Con la  commedia La parete di vetro lo scrittore palmese si è cimentato nel campo del teatro e, pur non essendo un genere a lui congeniale, gli venne assegnato, ex aequo, il premio nazionale “Fondi - La Pastora”.

Nel 1985, con Dante una vita per l'imperatore, ottenne "Il Valentino d'oro" e poi il premio "Fiuggi" per la saggistica.

Tra gli scritti di Altomonte rivestono un certo interesse anche alcune introduzioni ai libri di Benvenuto Cellini, (sui due trattati intorno all'oreficeria ed alle sue principali arti e sull'arte della scrittura), a Senza Bussola di Guido Nobile (1979)  e a Inverno in palude di Raul M. De Angelis (1984).

La sua breve ma intensa vita si concluse, in una clinica romana, nella notte tra il 31 dicembre 1986 e il 1° gennaio 1987 e le sue spoglie furono subito trasferite a Palmi.

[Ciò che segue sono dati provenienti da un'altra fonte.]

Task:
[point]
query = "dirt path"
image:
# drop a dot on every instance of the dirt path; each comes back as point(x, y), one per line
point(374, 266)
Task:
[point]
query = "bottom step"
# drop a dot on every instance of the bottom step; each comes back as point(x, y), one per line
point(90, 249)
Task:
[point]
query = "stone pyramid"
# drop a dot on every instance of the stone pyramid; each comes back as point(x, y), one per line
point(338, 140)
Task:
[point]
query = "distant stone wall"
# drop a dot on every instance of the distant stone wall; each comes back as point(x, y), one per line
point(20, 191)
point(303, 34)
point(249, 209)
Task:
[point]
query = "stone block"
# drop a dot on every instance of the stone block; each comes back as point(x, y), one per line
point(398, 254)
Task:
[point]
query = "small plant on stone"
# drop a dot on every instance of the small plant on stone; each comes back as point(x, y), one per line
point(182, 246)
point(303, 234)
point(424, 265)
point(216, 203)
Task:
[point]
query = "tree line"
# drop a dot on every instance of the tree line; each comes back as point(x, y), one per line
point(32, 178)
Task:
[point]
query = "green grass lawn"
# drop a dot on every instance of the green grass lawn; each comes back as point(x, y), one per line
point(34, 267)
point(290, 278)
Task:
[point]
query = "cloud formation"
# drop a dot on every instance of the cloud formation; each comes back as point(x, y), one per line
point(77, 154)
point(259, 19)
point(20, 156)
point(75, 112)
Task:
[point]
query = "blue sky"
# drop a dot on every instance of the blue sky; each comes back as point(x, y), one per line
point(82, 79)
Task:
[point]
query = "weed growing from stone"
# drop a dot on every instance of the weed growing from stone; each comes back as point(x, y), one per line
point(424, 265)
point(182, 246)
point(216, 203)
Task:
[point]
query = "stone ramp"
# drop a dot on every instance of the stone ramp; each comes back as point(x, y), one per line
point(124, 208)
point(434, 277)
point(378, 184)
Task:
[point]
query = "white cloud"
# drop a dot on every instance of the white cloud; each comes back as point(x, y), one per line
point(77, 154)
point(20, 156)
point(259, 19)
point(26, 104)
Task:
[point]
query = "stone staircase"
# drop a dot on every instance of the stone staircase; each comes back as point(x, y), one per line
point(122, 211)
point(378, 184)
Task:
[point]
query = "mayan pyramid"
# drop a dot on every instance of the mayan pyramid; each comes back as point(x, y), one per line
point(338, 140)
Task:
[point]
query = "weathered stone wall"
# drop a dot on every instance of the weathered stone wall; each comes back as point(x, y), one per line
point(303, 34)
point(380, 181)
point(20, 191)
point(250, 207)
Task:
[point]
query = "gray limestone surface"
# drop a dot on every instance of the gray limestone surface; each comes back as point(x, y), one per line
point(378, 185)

La sua ultima opera I cari tiranni, terminata in clinica proprio poco prima di morire, fu pubblicata qualche mese dopo la sua morte. In questo suo ultimo lavoro Nino Altomonte continua, in un certo senso, i temi già trattati: l’uomo contemporaneo ha perduto la sua identità e, come se vivesse sperduto nei suoi stessi pensieri ed incapace di ritrovare la via, si rifugia nella monotonia della quotidianità: il protagonista, Hitler, si ritrova, nella quotidianità, a portare a passeggio il suo cane … ma è il cane che cammina davanti a lui, costringendolo a corrergli dietro, tanto che «è difficile dire chi sia dei due a condurre il gioco». Pare quasi che Altomonte avesse in mente La carriola,  la famosa novella di Pirandello in cui un principe del foro, dimentico dei titoli altisonanti incisi sulla sua porta, si chiude nel suo studio e, senza essere visto, gioca con la sua cagnetta. Anche in cari Tiranni l’uomo appare vittima di ciò che sembra essere il suo potere.

Nel 1993 la città di Reggio Calabria gli conferì, alla memoria, "Il Bergamotto d'oro" e Carlo Bo non esitò ad affermare che «certe sue inchieste sono rimaste famose e non potranno essere trascurate neppure in avvenire».